A lei, que entrará em vigor em 19 de janeiro – um dia antes da posse de Trump – exige que ByteDance venda a plataforma para uma empresa americana ou enfrentará uma proibição.
A equipe jurídica de Trump pediu ao tribunal que desse tempo ao novo governo “para buscar uma resolução política”.
O presidente Joe Biden assinou a lei em abril em uma tentativa de resolver Os potenciais riscos de segurança nacional do TikTokincluindo os seus laços com a China.
A Suprema Corte ouvirá os argumentos do caso em 10 de janeiro.
Trump encontra ‘um ponto quente’ para o TikTok
A última posição de Trump marca uma reversão em relação ao seu primeiro mandato, quando tentou proibir o aplicativo por questões de segurança nacional.
As autoridades americanas expressaram então preocupação com a popularidade do aplicativo de compartilhamento de vídeos entre os jovens.
Na semana passada, Trump disse que o TikTok tem um “ponto quente” em seu coração para ajudando-o a se conectar com os jovens eleitorespouco antes de sua reunião com o CEO da TikTok, Shou Zi Chew, em sua residência em Mar-a-Lago, na Flórida.
Como o TikTok pode ser usado para promover candidatos eleitorais
Para ver este vídeo, ative o JavaScript e considere atualizar para um navegador que suporta vídeo HTML5
Preocupações com o acesso da China aos dados dos EUA
O TikTok, que tem mais de 170 milhões de usuários nos EUA, e sua empresa-mãe tentaram anular a lei, argumentando que a legislação viola os direitos da Primeira Emenda dos EUA.

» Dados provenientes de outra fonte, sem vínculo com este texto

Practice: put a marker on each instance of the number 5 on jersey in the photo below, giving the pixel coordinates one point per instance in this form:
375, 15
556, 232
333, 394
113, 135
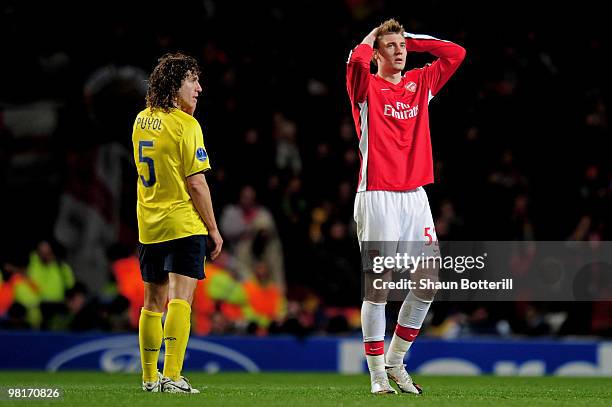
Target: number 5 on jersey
147, 160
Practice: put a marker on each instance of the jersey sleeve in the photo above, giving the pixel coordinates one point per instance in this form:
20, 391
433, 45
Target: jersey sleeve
449, 57
358, 72
194, 156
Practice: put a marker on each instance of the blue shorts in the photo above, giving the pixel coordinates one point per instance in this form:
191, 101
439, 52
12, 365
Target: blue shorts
184, 256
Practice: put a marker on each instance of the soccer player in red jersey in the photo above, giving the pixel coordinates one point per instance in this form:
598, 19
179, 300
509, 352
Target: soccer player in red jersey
391, 114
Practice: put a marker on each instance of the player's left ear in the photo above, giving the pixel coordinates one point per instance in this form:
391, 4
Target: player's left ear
375, 57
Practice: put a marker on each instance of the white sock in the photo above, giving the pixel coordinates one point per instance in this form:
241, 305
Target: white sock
373, 327
409, 322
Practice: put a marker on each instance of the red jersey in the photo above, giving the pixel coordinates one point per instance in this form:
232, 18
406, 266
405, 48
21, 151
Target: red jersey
392, 121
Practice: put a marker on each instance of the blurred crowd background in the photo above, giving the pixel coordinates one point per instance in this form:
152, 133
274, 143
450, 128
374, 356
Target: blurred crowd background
520, 134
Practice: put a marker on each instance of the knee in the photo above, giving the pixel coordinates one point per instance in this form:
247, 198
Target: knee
155, 301
427, 294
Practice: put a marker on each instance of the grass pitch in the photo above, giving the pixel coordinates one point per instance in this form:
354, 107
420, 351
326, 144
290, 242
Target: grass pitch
308, 389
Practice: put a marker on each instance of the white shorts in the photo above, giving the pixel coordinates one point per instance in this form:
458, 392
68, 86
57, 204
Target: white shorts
402, 217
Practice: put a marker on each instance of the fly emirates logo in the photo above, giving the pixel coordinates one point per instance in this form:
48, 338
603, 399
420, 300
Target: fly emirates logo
402, 111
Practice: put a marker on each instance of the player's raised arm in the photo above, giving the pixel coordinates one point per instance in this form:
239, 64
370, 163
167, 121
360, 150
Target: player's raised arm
358, 68
450, 56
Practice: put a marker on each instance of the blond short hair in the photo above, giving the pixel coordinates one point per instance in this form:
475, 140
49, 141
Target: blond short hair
391, 26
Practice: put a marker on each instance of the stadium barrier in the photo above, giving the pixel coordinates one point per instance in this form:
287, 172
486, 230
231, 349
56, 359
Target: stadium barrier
120, 353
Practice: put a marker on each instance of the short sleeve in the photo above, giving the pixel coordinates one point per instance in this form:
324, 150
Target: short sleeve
195, 157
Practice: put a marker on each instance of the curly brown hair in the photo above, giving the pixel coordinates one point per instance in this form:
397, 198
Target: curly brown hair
167, 77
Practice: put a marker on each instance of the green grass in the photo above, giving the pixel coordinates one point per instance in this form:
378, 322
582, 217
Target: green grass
311, 390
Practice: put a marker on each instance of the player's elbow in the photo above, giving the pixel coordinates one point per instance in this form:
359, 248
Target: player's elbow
460, 53
196, 183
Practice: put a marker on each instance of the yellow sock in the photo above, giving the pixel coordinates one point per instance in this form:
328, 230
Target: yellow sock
176, 335
150, 333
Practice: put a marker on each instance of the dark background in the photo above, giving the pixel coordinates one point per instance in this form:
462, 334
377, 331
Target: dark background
520, 133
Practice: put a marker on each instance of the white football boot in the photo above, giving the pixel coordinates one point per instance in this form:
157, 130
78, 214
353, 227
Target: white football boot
181, 385
403, 380
380, 385
153, 387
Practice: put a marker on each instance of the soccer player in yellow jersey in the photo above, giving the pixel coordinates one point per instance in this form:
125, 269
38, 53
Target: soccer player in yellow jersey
175, 215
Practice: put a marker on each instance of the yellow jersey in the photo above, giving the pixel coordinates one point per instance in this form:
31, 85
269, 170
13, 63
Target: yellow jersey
168, 148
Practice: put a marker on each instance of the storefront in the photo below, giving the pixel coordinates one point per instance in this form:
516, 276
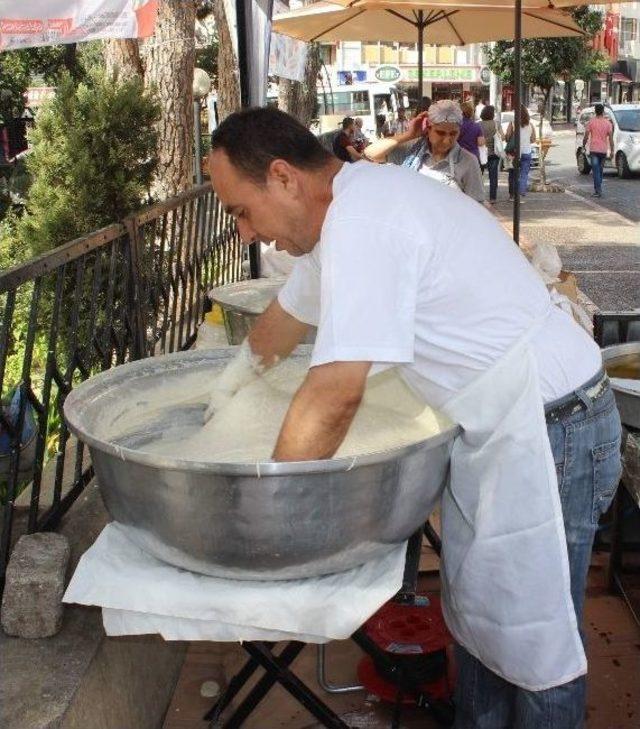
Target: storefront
462, 83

Se o tribunal não governa a seu favoro aplicativo poderá ser efetivamente banido nos EUA em 19 de janeiro, um dia antes de Trump assumir o cargo.
Autoridades afirmam que as autoridades chinesas poderiam forçar a ByteDance a compartilhar dados de usuários dos EUA ou manipular o disseminação de informações.
No entanto, a plataforma negou o compartilhamento de dados com autoridades chinesas. O processo legal da TikTok aponta que o governo dos EUA “admite não ter provas de que a China alguma vez tenha tentado fazê-lo”, acrescentando que as preocupações se baseiam apenas em prováveis riscos futuros.
Enquanto isso, os defensores da liberdade de expressão disseram ao Supremo Tribunal na sexta-feira que a lei que proíbe o TikTok evoca os regimes de censura implementados pelos inimigos autoritários dos Estados Unidos.